Frage von Franzi12340, 77

Sollen Jugendliche dazu verpflichtet werden, bereits Altersvorsorge zu betreiben?

Hallo! Ich habe folgendes Problem: Mit drei Kollegen vertrete ich die Pro-Seite (die ich persönlich nicht vertrete, wir wurden zugeteilt,) in einer Debatte (in der Schule), die sich um die oben stehende Frage dreht. So nun stellt sich uns natürlich die Frage wie die Jugendlichen das ganze finanzieren sollen. Von einer festen Einnahmequelle oder einem Mini-Job darf man nicht ausgehen. Hat jemand eine Idee? PS: Wir haben uns auf die gesetzliche Altersvorsorge geeinigt.
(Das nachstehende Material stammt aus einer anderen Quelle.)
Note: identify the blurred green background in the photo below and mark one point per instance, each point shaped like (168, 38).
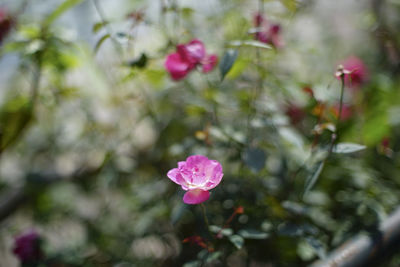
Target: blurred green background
(91, 122)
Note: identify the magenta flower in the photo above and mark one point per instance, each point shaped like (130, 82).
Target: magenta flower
(187, 57)
(269, 33)
(27, 247)
(197, 175)
(355, 72)
(347, 111)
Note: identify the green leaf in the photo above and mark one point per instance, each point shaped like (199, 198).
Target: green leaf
(317, 246)
(60, 10)
(224, 231)
(344, 148)
(254, 158)
(213, 256)
(14, 118)
(313, 177)
(252, 234)
(290, 5)
(237, 241)
(195, 263)
(227, 62)
(100, 42)
(291, 229)
(251, 43)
Hilfreichste Antwort - ausgezeichnet vom Fragesteller
von Zumverzweifeln, 57

Dann sollte vom staatlichen Kindergeld ein geringer Anteil (10 - 15 %) automatisch in die gesetzliche Altersvorsorge abgeführt werden können - auf freiwilliger Basis.
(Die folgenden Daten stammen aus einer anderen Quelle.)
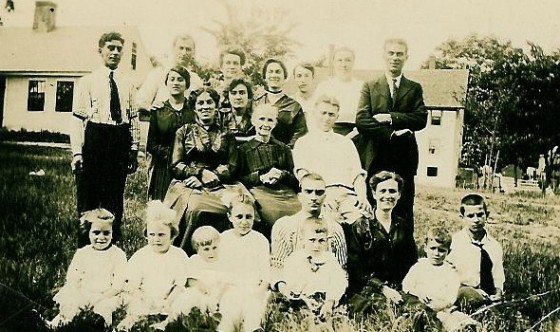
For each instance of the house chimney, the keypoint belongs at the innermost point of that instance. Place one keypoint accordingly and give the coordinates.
(45, 16)
(432, 62)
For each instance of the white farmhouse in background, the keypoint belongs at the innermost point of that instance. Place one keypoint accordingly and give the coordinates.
(39, 68)
(440, 142)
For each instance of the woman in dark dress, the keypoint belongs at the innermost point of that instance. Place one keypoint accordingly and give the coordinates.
(236, 118)
(266, 169)
(164, 122)
(380, 250)
(203, 161)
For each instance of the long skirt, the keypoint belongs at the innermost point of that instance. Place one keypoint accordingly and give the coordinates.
(197, 208)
(Für die Idee würden deine Eltern mich beschimpfen - hoffentlich hilft sie euch!)

Kommentar von Franzi12340 ,

Das Problem ist, das diese Verpflichtung alle Jugendlichen gesetzlich dazu verpflichtet zu zahlen und dies dementsprechend nichts mit Freiwilligkeit zu tun hätte... :/

Kommentar von Zumverzweifeln ,

Die Verpflichtung erfinden wir doch gerade erst und also können wir auch die Bedingungen erfinden!

Kommentar von Franzi12340 ,

Achso und übrigens ist das nicht meine subjektive Meinung... Irgendwie scheint mich hier niemand zu verstehen. Das ganze ist eine Art ,,Klassenarbeit" in der Schule vgl. Jugend debattiert. Wir müssen eine Debatte zu einem vorgeschriebenen Thema halten, mit einer vorgeschrieben Position. Ich selbst empfinde das ganze ebenfalls als Schwachsinn, da ich als Jugendlicher mein Geld für wichtigere Dinge brauche...

Kommentar von Zumverzweifeln ,

Keine Sorge, ich habe verstanden, dass du nur Hausaufgaben machst! Mal ehrlich: wer keine geregelte Arbeit hat, der kann kaum regelmäßige Abgaben zahlen!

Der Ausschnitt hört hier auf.